Building a scalable distributed system is the best way to serve thousands of clients with complex computing needs, according to Daniel P. Huttenlocher, associate professor of computer science and one of the planners of the proposed network at Cornell.
"We intend to use high-speed communications networks and substantial desktop and server computing power to deliver information in ways that are more visual, more customizable and more interactive than has ever been attempted in an academic setting," Huttenlocher said. "We will create 'anything-anytime-anywhere' access to information by decoupling location and function."
"Students and faculty will be able to collaborate on projects across campus, access lectures from dormitories and search library materials from any desktop computer," said Dean B. Krafft, director of computing facilities for the Department of Computer Science, noting that Cornell was among the first universities to wire every dormitory room with high-speed network connections and now is building a 150-Mbit switched campus "backbone."
The Intel grant will provide selected Pentium II-based processors and workstations, software and training as well as upgrades to more powerful Intel processors as they reach the marketplace. The scalable distributed computing system will support a variety of curriculum-development and research projects (see attached list of examples) for students and faculty members in five university units: the College of Engineering, the College of Agriculture and Life Sciences, the S.C. Johnson Graduate School of Management, the College of Arts and Sciences and the College of Architecture, Art and Planning.
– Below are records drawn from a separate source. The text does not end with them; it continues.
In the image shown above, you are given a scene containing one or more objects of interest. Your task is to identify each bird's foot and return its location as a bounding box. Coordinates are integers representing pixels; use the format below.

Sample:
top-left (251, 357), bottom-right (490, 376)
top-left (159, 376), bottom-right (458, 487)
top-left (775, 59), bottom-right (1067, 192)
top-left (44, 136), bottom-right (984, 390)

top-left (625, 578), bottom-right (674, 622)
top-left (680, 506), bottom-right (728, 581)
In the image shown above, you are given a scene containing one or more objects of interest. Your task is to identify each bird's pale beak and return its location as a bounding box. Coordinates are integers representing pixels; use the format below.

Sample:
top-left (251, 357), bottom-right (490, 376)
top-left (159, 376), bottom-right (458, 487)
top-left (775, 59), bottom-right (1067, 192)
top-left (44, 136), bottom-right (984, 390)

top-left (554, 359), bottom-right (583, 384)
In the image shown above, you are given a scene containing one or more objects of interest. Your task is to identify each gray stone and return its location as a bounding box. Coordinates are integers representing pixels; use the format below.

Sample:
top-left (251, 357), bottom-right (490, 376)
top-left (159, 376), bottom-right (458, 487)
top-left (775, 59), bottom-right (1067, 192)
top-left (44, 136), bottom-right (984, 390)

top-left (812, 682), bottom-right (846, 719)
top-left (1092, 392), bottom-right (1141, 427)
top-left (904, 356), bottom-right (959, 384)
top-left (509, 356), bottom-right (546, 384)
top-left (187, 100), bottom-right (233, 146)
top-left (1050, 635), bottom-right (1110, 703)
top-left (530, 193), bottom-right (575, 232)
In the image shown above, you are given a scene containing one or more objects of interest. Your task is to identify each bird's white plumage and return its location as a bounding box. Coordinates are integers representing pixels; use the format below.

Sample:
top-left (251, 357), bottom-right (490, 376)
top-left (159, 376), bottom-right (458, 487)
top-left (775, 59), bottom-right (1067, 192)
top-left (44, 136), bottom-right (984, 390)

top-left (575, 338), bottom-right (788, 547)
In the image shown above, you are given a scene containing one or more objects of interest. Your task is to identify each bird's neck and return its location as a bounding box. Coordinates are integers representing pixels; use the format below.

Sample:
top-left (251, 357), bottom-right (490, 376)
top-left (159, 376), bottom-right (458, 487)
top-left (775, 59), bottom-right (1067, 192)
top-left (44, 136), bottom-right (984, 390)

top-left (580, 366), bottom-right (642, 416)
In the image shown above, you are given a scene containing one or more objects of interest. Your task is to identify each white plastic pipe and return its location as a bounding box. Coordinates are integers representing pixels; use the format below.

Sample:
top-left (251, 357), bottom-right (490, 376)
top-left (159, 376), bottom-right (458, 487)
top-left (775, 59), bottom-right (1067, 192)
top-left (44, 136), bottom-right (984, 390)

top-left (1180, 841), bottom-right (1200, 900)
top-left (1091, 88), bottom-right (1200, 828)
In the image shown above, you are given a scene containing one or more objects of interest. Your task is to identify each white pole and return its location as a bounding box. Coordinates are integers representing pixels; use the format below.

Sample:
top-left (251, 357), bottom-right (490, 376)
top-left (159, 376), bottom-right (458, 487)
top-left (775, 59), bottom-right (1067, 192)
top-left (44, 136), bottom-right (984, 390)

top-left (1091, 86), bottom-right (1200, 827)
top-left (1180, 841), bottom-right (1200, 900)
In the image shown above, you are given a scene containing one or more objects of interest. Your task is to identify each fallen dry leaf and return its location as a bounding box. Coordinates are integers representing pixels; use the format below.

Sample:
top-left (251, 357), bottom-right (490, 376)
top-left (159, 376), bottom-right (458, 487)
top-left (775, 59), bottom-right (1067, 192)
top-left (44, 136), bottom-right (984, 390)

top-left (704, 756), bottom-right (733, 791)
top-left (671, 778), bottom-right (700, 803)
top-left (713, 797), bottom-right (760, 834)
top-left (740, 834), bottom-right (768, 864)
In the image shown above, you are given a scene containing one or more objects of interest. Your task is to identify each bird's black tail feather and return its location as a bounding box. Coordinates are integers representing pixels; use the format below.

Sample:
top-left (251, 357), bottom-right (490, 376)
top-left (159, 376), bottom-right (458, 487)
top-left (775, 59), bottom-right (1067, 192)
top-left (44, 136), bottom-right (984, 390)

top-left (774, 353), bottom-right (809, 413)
Commenting on the grants, Intel's Corporate Contributions Manager Tim Saponas said, "The long-term success of our industry and other industries depends on the quality of U.S. research universities, their computing infrastructure and the skills of their students. We are pleased to be able to support some of the best universities in the country with state-of-the-art tools to carry out computationally intensive research projects." Also receiving Intel grants are the universities of California at Berkeley, Michigan at Ann Arbor, Texas at Austin, Wisconsin at Madison, Southern California and Washington, California Institute of Technology, Carnegie Mellon University, Georgia Institute of Technology, Massachusetts Institute of Technology and Purdue University.
"If we are successful in achieving our most ambitious goal, of fundamentally transforming the ways in which information is created and disseminated in the university," Provost Randel said, "then Cornell will serve as a national model for universities in the information age." Examples of computational, curriculum-development and research projects
planned with Intel grant to Cornell University
- Create a scalable distributed computation resource (SDCR): Servers and desktop machines based on Intel Architecture (IA) will become integrated parts of a massive computing environment. Using the Advanced Resource Management System (ARMS), computational jobs will run on appropriately scaled resources, ranging from a small number of nodes in a departmental cluster to additional machines in divisions, colleges, all the way to the total computational resource composed of hundreds of IA processors.
- Molecular dynamics simulations in chemical engineering: Researchers plan to use the SDCR system for massive computational tasks such as predicting macroscopic properties of fluids and materials from molecular-level information.
- Environmental Computing Laboratory: Climate system modeling will help researchers understand the relationships between land and sea surface conditions and the features of atmospheric dynamics and precipitation. Digital map servers in the environmental laboratory will make dynamic, customized information available to land owners, engineers, resource managers and farmers, as well as to students and researchers.
- Interactive numerical help center for physics students: Simulation modules for interactive learning -- in such topics as electron transport, lattice vibrations, harmonic motion and two-dimensional wave interference -- will be accessible to more than 2,000 freshman and sophomore students in engineering physics and pre-medical physics courses on an anything-anytime-anywhere basis.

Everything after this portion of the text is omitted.